BASS HARBOR — A lobster fisherman’s damage claim against the Maine State Ferry Service is dead in the water, according to state officials.
David Fitts, head of the Risk Management Division of the Maine Department of Administration, said Wednesday that conflicting versions of an Aug. 19 collision between the ferry Capt. Henry Lee and the fishing vessel Cindy Lou have made it difficult to assign blame in the accident.
Robert Elder, director of Maine Department of Transportation’s Maine State Ferry Service, said it did not appear that the ferry’s captain, Allen Cole, was at fault in the incident.

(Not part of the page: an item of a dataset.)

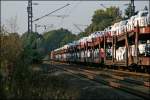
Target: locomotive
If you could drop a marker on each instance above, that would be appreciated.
(126, 45)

Wills Dow, 64, of Bass Harbor was hauling traps in dense fog shortly before 7 a.m. between Swans Island and Bass Harbor when he claims to have been struck by the Capt. Henry Lee. Cole, described as a highly competent captain by Fitts, was filling in for the pilot normally assigned to the vessel’s daily crossings between Bass Harbor and Swans Island.
The impact of the collision caused less than $500 damage to the ferry, but the wooden-hulled, 46-year-old Cindy Lou will require about $5,000 worth of repairs. Dow said the collision caused major damage to the 32-foot vessel’s port bow and caved in the cabin area. The fisherman carried no insurance on his boat. No one aboard either vessel was injured in the crash.
Dow was able to power the damaged lobster boat into Bernard where it was inspected by DOT insurance adjustors. U.S. Coast Guard officials with the agency’s Department of Marine Safety in Portland have played an ancillary role in investigating the accident. Both Fitts and Elder are awaiting the Coast Guard’s report before concluding their findings.
The fisherman claims the ferry had identified his lobster boat on the vessel’s radar and passed the Cindy Lou on the left-hand side, rather than the right. The lobster boat was not equipped with a radar unit.
State officials maintain that the Cindy Lou actually collided with the ferry when the Capt. Henry Lee was either stopped or nearly stopped in the water. Cole has told DOT officials he had noticed an object on his radar screen when he was less than a half-mile from the Cindy Lou. He responded by sounding his fog horn and reducing his speed. A few moments later, he observed the lobster boat approaching the ferry in dense fog.
“I think we share the captain’s views,” Elder said. “I think he did all he could to avoid the accident and we would agree with the surveyor, but we haven’t seen the Coast Guard report so I’m a little reluctant to say anything further until we’ve seen it.”
Fitts said he planned to have an additional discussion with Cole and already had inspected the damage to Dow’s boat. No one, he said, is disputing the amount of damage in the accident but responsibility for the crash is another matter.
“I’ve got two conflicting statements and I don’t know what to do about it at this point,” he said. “It’s one of those kind of things where if you believe both parties then the accident never happened.”
The insurance adjuster hopes that the Coast Guard report will provide additional information to resolve the matter. Dow’s claim that the ferry drifted into his boat after stopping its engines remains unsubstantiated, according to Fitts.
“That’s where it gets hard to say, was he drifting or not,” said Fitts. “The captain said he was stopped or darn near stopped. I have no choice but to go with our state employee or until I have evidence to the contrary.”